6.2 Evaluation Studies

Principles

  • Evaluation studies are focused experiments carried out to evaluate some aspect of data quality.
  • Many aspects of data quality cannot be assessed by examining end-product data.
  • Evaluation studies include re-measurement, independent data collection, user surveys, collection method parallel trials (e.g., incentive tests), census matching, administrative record matching, comparisons to other collections, methodology testing in a cognitive lab, and mode studies.
  • "Critical data systems" are systems that either contain data identified as "influential" or provide input to DOT-level performance measures.

Guidelines

  • Critical data systems should have a program of evaluation studies to estimate the extent of each aspect of non-sampling error periodically and after a major system redesign.
  • Critical data systems should periodically evaluate bias due to missing data, coverage bias, measurement error, and user satisfaction.
  • All data systems should conduct an evaluation study when there is evidence that one or more error sources could be compromising key data elements enough to make them fail to meet data requirements.
  • All data systems should conduct an evaluation study if analysis of the data reveals a significant problem, but the source is not obvious.

References

  • General Accounting Office, Performance Plans: Selected Approaches for Verification and Validation of Agency Performance Information, GAO/GGD-99-139 (July 1999).
  • Office of Management and Budget, Statistical Policy Working Paper 31: Measuring and Reporting Sources of Error in Surveys (July 2001).
  • Lessler, J. and W. Kalsbeek. 1992. Nonsampling Error in Surveys. New York, NY: Wiley.

6.3 Quality Control Processes

Principles

  • Activities in survey collection and processing will add error to the data to some degree. Therefore, each activity needs some form of quality control process to prevent and/or correct error introduced during the activity.
  • The more complex or tedious an activity is, the more likely error will be introduced, and therefore, the more elaborate the quality control needs to be.
  • A second factor that will determine the level of quality control is the importance of the data being processed.
  • Data system activities that need extensive quality control are check-in of paper forms, data entry from paper forms, coding, editing, and imputation.
  • Quality control methods include 100% replication, as with key entry of critical data, sample replication (usually used in a stable continuous process), analysis of the data file before and after the activity, and simple reviews.

Guidelines

  • Each activity should be examined for its potential to introduce error.
  • The extent of quality control for each activity should be based on the potential of the activity to introduce error combined with the importance of the data.
  • Data should be collected from the quality control efforts to indicate the effectiveness of the quality control and to help determine whether it should be changed.
  • The quality control should be included in the documentation of methods at each stage.

References

  • Ott, E., E. Shilling, and D. Neubauer. 2000. Process Quality Control: Troubleshooting and Interpretation of Data.
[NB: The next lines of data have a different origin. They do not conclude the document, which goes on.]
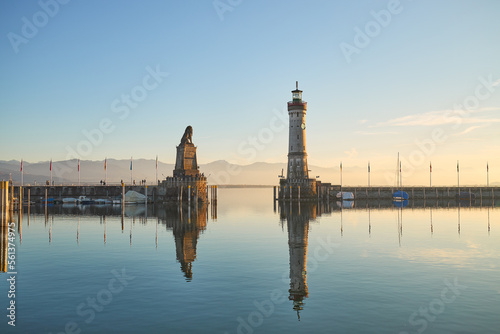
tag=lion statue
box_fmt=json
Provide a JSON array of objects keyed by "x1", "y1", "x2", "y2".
[{"x1": 181, "y1": 125, "x2": 193, "y2": 144}]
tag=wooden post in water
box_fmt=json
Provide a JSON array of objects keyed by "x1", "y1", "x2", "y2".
[
  {"x1": 10, "y1": 183, "x2": 14, "y2": 211},
  {"x1": 0, "y1": 181, "x2": 5, "y2": 209}
]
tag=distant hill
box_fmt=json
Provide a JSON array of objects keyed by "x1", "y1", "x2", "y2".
[
  {"x1": 0, "y1": 159, "x2": 492, "y2": 186},
  {"x1": 0, "y1": 159, "x2": 348, "y2": 185}
]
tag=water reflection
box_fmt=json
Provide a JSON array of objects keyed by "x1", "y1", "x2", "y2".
[
  {"x1": 279, "y1": 201, "x2": 329, "y2": 320},
  {"x1": 156, "y1": 205, "x2": 207, "y2": 282},
  {"x1": 0, "y1": 208, "x2": 9, "y2": 273}
]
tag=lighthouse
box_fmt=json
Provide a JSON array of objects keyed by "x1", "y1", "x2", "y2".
[
  {"x1": 278, "y1": 81, "x2": 320, "y2": 201},
  {"x1": 287, "y1": 81, "x2": 309, "y2": 183}
]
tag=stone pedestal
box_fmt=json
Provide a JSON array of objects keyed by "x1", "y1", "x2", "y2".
[{"x1": 174, "y1": 143, "x2": 200, "y2": 177}]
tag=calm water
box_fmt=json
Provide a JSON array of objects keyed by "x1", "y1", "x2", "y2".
[{"x1": 0, "y1": 189, "x2": 500, "y2": 333}]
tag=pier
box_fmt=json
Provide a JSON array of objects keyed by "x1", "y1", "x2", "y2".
[{"x1": 274, "y1": 182, "x2": 500, "y2": 202}]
New York, NY: McGraw-Hill.

6.4 Data Error Correction

Principles

  • No data system is free of errors.
  • Actions taken when evidence of data error comes to light are dependent on the strength of the evidence, the impact that the potential error would have on primary estimates produced by the data system, and the resources required to verify and correct the problem.

Guidelines

  • A standard process for dealing with possible errors in the data system should exist and be documented.
  • If a disseminated data file is "frozen" for practical reasons (e.g., reproducibility and configuration management) when errors in the data become known, the errors should be documented and accompany the data.

References

  • Ott, E., E. Shilling, and D. Neubauer. 2000. Process Quality Control: Troubleshooting and Interpretation of Data. New York, NY: McGraw-Hill.